Culture en fed-batch

La culture en alimentation discontinue, plus communément appelée fed-batch est, au sens large, dans les processus biotechnologiques, définie comme une technique opérationnelle dans laquelle un ou plusieurs nutriments (substrats) sont introduits (fournis) dans le bioréacteur pendant la culture, et où le(s) produit(s) reste(nt) dans le bioréacteur jusqu'à la fin du cycle^[1]. Une autre description de la méthode est celle d'une culture dans laquelle « un milieu de base soutient la culture cellulaire initiale et un milieu d'alimentation est ajouté pour prévenir l'épuisement des nutriments »^[2]. Il s'agit également d'un type de culture en semi-batch. Dans certains cas, tous les nutriments sont introduits dans le bioréacteur. L'avantage de la culture en fed-batch est que l'on peut contrôler la concentration du substrat dans le liquide de culture à des niveaux arbitrairement souhaités (la plupart du temps, à des niveaux faibles).

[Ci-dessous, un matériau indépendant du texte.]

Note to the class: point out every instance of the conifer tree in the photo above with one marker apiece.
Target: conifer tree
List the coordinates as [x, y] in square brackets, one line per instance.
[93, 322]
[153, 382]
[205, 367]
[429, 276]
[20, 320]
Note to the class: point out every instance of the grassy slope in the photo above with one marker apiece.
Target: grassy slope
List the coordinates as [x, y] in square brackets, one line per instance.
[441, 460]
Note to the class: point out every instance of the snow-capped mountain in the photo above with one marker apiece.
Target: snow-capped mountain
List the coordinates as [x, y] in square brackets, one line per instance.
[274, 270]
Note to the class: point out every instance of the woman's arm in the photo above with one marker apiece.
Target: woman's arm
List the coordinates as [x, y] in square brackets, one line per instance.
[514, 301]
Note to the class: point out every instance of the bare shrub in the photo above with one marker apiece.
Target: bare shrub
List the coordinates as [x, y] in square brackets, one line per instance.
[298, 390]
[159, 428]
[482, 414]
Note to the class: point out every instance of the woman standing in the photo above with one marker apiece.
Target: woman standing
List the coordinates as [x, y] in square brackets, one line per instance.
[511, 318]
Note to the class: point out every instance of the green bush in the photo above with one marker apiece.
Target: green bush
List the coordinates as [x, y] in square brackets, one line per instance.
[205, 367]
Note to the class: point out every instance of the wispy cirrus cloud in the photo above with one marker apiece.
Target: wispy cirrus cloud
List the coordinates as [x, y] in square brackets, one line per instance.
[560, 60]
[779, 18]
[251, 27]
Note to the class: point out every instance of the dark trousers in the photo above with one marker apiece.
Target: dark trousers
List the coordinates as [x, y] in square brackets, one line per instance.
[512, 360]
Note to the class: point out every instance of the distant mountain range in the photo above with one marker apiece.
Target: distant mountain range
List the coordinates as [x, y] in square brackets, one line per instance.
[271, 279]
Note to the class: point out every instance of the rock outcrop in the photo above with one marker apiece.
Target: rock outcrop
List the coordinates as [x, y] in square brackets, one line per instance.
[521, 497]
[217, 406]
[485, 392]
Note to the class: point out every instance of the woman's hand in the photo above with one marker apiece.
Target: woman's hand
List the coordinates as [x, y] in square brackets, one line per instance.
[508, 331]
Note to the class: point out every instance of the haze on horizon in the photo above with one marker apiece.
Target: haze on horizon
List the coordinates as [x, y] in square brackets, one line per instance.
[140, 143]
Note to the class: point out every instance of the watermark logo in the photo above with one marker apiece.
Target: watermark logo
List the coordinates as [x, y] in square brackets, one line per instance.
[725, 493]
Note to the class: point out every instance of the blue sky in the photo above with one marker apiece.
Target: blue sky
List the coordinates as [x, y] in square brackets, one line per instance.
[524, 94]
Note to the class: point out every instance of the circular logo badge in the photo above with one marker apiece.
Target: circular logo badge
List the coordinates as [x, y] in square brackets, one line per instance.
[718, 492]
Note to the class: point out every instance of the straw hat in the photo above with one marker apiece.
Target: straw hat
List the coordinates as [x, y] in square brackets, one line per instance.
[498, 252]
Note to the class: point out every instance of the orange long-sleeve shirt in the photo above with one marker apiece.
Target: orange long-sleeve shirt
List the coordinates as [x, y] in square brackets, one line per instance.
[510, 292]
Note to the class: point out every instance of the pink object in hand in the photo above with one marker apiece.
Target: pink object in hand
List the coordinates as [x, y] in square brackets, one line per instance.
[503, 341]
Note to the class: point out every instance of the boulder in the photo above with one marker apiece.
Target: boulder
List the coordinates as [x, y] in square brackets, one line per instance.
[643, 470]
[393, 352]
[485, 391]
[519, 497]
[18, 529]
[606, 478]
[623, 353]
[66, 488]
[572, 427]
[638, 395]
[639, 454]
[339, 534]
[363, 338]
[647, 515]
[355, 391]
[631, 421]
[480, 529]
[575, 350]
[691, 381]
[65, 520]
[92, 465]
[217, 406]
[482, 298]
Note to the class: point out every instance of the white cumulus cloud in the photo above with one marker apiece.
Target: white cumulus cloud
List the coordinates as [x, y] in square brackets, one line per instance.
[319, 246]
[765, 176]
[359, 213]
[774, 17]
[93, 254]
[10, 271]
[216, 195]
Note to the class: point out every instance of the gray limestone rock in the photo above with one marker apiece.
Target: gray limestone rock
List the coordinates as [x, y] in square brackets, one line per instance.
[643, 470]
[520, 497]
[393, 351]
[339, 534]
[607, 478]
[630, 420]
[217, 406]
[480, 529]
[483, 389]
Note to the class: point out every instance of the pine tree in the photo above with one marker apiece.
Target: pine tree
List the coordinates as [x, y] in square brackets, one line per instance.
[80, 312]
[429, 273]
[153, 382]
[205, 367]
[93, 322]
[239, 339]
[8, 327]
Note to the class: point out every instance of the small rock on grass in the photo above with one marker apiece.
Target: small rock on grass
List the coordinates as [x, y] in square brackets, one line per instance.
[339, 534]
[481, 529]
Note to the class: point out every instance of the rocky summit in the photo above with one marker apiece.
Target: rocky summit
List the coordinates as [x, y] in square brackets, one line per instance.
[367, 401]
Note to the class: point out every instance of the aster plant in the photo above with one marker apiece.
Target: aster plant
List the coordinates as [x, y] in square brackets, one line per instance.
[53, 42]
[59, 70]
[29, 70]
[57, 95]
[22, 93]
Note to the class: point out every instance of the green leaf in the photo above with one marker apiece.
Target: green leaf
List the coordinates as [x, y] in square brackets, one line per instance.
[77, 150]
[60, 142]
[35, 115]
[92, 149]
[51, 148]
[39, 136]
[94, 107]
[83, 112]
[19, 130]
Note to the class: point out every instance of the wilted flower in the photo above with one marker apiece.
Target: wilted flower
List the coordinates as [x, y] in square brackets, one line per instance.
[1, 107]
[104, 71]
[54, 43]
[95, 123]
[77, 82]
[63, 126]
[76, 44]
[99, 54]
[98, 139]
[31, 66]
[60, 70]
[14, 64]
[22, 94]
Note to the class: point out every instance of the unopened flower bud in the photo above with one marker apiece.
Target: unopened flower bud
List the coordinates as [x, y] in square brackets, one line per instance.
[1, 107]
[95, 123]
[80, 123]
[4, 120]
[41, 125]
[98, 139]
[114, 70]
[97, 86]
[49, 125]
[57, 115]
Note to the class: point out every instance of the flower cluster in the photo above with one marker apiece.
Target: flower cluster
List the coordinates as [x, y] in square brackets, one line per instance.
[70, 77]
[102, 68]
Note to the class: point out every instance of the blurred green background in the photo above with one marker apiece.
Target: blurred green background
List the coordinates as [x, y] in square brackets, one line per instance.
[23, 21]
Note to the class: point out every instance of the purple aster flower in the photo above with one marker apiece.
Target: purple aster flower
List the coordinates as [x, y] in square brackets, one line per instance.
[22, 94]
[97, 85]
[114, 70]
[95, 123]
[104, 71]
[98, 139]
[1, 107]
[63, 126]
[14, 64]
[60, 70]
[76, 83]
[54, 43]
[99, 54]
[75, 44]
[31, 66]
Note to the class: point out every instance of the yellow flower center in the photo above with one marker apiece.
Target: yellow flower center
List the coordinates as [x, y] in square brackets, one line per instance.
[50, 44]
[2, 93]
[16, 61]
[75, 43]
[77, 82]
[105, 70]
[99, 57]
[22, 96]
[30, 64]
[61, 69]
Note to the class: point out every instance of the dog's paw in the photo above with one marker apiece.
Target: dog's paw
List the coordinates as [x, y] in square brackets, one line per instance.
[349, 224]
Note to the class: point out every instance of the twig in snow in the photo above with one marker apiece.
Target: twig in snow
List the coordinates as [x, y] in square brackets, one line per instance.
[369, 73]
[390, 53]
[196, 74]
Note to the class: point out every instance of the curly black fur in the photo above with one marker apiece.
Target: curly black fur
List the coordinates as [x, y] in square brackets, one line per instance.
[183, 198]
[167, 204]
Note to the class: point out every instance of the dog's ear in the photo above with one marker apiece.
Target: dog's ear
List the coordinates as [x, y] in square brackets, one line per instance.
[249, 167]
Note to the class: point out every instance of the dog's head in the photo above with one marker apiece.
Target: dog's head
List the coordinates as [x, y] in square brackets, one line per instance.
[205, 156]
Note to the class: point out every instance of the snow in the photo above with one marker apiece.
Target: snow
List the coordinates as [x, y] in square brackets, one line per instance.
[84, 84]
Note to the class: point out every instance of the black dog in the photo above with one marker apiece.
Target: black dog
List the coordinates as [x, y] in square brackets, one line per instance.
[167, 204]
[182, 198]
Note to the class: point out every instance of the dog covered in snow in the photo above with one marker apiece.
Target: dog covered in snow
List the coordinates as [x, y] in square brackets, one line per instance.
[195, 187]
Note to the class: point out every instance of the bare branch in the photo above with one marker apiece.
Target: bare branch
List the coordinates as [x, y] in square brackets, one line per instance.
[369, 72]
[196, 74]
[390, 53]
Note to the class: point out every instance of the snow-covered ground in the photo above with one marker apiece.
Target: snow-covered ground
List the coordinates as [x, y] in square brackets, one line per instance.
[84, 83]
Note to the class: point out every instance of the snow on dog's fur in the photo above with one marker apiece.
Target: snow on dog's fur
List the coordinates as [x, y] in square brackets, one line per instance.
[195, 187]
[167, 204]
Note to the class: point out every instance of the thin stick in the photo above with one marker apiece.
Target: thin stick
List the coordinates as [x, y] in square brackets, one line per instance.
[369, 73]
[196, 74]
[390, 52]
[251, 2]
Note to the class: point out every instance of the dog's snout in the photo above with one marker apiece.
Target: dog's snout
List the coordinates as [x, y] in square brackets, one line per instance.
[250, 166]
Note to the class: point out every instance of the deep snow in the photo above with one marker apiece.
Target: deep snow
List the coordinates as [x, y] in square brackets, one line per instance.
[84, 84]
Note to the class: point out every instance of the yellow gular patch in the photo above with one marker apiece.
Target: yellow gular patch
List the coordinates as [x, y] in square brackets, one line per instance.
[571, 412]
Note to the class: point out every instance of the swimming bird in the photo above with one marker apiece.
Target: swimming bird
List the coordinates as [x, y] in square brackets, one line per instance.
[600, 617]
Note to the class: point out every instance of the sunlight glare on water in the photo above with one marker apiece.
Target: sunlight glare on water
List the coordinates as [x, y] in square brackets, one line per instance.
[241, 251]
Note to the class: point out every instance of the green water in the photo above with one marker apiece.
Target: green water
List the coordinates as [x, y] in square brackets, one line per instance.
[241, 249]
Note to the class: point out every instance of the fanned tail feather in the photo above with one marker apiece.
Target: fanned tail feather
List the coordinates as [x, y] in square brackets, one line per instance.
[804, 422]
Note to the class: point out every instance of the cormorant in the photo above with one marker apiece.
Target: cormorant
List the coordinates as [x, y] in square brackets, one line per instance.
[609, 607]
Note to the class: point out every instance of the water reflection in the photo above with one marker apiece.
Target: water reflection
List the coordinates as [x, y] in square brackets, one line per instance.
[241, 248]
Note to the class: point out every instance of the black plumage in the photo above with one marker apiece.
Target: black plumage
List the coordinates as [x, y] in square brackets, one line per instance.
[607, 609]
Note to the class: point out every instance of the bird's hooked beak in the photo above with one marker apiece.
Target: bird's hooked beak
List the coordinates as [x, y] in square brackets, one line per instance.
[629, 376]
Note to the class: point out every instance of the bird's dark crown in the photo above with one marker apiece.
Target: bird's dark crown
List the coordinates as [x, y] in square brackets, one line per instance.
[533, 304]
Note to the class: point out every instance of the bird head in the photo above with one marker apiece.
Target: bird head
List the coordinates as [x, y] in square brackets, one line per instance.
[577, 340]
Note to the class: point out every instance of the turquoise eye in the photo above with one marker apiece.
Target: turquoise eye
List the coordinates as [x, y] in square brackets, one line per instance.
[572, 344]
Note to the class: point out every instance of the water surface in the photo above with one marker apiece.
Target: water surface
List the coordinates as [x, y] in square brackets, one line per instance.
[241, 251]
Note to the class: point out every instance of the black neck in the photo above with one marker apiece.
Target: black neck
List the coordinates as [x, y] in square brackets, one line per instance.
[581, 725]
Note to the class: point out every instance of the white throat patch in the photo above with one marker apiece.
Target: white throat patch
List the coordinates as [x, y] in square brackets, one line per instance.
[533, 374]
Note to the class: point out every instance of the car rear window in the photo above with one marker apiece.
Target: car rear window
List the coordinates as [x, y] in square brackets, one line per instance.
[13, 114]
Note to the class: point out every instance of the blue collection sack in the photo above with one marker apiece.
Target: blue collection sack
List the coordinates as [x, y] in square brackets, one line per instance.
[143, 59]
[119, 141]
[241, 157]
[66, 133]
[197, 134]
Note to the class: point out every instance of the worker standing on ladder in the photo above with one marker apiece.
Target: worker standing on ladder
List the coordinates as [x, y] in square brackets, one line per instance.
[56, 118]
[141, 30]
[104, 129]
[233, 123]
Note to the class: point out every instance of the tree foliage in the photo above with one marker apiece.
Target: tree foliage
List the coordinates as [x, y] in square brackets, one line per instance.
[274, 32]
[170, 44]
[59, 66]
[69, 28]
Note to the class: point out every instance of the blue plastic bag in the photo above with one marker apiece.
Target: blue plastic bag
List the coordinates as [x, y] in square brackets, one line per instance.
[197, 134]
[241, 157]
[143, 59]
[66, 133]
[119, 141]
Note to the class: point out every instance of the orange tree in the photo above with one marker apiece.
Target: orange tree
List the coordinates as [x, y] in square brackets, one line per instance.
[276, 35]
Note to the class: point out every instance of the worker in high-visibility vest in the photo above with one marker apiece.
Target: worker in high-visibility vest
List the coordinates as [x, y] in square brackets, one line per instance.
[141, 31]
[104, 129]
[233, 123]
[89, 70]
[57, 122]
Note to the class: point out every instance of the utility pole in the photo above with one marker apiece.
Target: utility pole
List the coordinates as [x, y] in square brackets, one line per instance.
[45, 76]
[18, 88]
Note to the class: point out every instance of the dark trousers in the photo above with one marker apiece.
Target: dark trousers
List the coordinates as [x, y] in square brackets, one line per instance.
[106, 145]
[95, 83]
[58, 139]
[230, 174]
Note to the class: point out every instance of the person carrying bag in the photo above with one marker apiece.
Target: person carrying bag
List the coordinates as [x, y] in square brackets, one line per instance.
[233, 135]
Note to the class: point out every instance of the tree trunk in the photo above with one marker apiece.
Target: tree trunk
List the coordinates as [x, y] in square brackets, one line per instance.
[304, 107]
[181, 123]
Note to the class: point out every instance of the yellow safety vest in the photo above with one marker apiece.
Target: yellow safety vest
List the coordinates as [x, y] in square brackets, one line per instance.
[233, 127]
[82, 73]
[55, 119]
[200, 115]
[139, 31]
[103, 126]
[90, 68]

Schémad'un bioréacteur fed-batch

D'une manière générale, la culture fed-batch est supérieure à la culture batch conventionnelle lorsque le contrôle des concentrations d'un (ou de plusieurs) nutriment(s) affecte le rendement ou la productivité du métabolite souhaité.

Types de bioprocessus

Les types de bioprocessus pour lesquels la culture en fed-batch est efficaces peuvent être résumés comme suit.

Inhibition du substrat

Les nutriments tels que le méthanol, l'éthanol, l'acide acétique et les composés aromatiques inhibent la croissance des micro-organismes, même à des concentrations relativement faibles. L'ajout de ces substrats permet de raccourcir le temps de latence et de réduire considérablement l'inhibition de la croissance cellulaire^[1].

Haute densité cellulaire (concentration cellulaire élevée)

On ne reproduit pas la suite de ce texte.